Travel Warning Nepal!

American should remain vigilant of their surroundings at all times and exercise caution in areas of large public gatherings.” began the US State Department Travel Warning that had been in place since Maoist rebels and the Nepalese military began exchanging fire in skirmishes across the country.  It continued,  “American citizens are encouraged to avoid large public crowds whenever possible.

Throwing caution and common sense to the wind, I stood in a crowd of a thousand Nepalese in Durbar Square in Kathmandu’s city center, near the epicenter of Maoist bombings just a year earlier, screaming my lungs out.

Pro-democracy march? Human rights sit in?  No.  Actually, I was supporting the next Kelly Clarkson.
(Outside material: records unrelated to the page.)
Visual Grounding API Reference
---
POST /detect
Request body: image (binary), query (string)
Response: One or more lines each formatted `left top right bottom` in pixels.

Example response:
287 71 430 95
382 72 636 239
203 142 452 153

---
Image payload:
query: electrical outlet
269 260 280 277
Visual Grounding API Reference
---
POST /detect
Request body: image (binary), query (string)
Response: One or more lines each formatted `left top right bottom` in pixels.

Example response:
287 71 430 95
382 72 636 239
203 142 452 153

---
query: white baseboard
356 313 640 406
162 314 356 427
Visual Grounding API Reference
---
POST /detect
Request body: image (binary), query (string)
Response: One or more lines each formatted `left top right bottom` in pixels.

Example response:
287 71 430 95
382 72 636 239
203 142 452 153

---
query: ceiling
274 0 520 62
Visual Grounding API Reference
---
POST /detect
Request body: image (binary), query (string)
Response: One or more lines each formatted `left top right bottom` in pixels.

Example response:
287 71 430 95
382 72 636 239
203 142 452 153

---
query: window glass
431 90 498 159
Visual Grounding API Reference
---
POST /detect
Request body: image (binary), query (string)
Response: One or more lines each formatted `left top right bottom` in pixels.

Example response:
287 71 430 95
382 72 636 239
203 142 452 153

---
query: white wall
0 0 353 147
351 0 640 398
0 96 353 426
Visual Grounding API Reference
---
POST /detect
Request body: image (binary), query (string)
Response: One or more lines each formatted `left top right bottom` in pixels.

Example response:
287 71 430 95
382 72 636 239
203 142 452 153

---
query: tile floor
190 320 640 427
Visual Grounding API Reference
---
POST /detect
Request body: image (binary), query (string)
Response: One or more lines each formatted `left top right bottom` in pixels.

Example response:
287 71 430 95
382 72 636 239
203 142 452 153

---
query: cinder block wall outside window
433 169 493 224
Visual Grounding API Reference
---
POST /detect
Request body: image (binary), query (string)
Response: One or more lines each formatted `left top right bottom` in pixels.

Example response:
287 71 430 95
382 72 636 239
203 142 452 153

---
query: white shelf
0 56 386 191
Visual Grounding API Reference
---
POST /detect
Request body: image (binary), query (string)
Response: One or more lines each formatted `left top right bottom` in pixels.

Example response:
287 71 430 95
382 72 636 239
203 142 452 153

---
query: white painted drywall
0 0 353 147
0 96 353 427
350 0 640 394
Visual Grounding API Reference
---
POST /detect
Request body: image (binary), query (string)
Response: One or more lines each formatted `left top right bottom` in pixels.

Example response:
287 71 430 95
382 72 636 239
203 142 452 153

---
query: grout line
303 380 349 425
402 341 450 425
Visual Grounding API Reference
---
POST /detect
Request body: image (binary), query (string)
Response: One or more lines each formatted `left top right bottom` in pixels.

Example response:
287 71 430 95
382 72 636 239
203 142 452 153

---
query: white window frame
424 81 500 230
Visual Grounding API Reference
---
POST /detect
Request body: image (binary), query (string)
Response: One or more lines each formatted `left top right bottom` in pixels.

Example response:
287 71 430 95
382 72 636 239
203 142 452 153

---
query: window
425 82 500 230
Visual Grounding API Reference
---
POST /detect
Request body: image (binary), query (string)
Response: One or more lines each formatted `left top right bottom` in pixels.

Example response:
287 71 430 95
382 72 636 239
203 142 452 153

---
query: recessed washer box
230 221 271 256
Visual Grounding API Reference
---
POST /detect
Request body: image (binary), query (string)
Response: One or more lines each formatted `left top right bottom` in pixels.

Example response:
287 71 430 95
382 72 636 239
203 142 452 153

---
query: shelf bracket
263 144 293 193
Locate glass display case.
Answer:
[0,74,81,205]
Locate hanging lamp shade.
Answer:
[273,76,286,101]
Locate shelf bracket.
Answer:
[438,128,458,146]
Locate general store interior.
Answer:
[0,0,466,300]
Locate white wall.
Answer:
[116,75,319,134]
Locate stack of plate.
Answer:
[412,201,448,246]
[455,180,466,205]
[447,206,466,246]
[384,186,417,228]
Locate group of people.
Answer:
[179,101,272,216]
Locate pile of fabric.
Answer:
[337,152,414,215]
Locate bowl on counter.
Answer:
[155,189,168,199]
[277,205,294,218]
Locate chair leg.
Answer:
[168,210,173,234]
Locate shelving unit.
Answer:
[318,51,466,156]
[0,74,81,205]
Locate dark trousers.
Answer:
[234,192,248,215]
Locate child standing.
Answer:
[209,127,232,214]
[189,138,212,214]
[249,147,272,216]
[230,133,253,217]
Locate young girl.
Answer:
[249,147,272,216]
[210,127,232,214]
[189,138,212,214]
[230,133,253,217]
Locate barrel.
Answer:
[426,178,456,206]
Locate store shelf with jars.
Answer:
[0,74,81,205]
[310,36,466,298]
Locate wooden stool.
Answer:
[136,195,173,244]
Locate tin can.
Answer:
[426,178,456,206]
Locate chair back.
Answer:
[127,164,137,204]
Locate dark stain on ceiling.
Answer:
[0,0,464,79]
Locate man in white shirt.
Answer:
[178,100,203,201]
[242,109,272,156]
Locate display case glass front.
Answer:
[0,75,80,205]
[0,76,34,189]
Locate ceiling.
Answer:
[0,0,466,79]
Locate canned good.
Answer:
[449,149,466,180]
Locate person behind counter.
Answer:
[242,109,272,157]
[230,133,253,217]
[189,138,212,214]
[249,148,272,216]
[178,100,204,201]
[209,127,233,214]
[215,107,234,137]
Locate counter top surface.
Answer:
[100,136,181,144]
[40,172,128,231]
Unwittingly, I had drove into Nepal on the eve of the series finale of Indian Idol, a carbon copy of the more widely watched American Idol, though with a crowd not any less impassioned.  Missing the early rounds, I had been dropped into the final episode that pitted the Indian Idol favorite with a lesser known, yet equally talented underdog, who happened to be of Nepalese decent.

The ongoing civil war aside, the Nepalese were pretty excited, no actually, they’d gone bananas.  Durbar Square overflowed with thousands of locals watching the live Indian Idol coverage on a large projection screen erected in front of an ancient Nepalese temple.  The crowd passed high-fives, smoked cigarettes  and hooted and hollered at their star’s every falsetto.  It was chaos, it was mad chaos, but it was good chaos.

Finally, a nagging sense of paranoia for my safety got the best of me, and my friends and I decided to walk home before the final votes were tallied.  As we slipped through the darkened, empty streets, the sound of Indian Idol commentators surrounded us in stereo, as every single television in the ramshackle buildings on either side of the road, were tuned to the same channel.

An hour later, I awoke in my darkened room to screams and explosions in the street.  Apparently, their boy, Prashant Tamang, had won, and his victory sparked a celebration in Durbar Square that might rival that of Time Square on New Year’s Eve.  Whistles, horns, fire crackers and shouting drowned out my sleep and I awoke, a bit groggy, the next morning to find a country that was smiling quite proudly.

Proof to me that even in times of war, unrest and violence, there’s nothing like a little Simon Kowell put down (or the Indian version at least) to bring people together.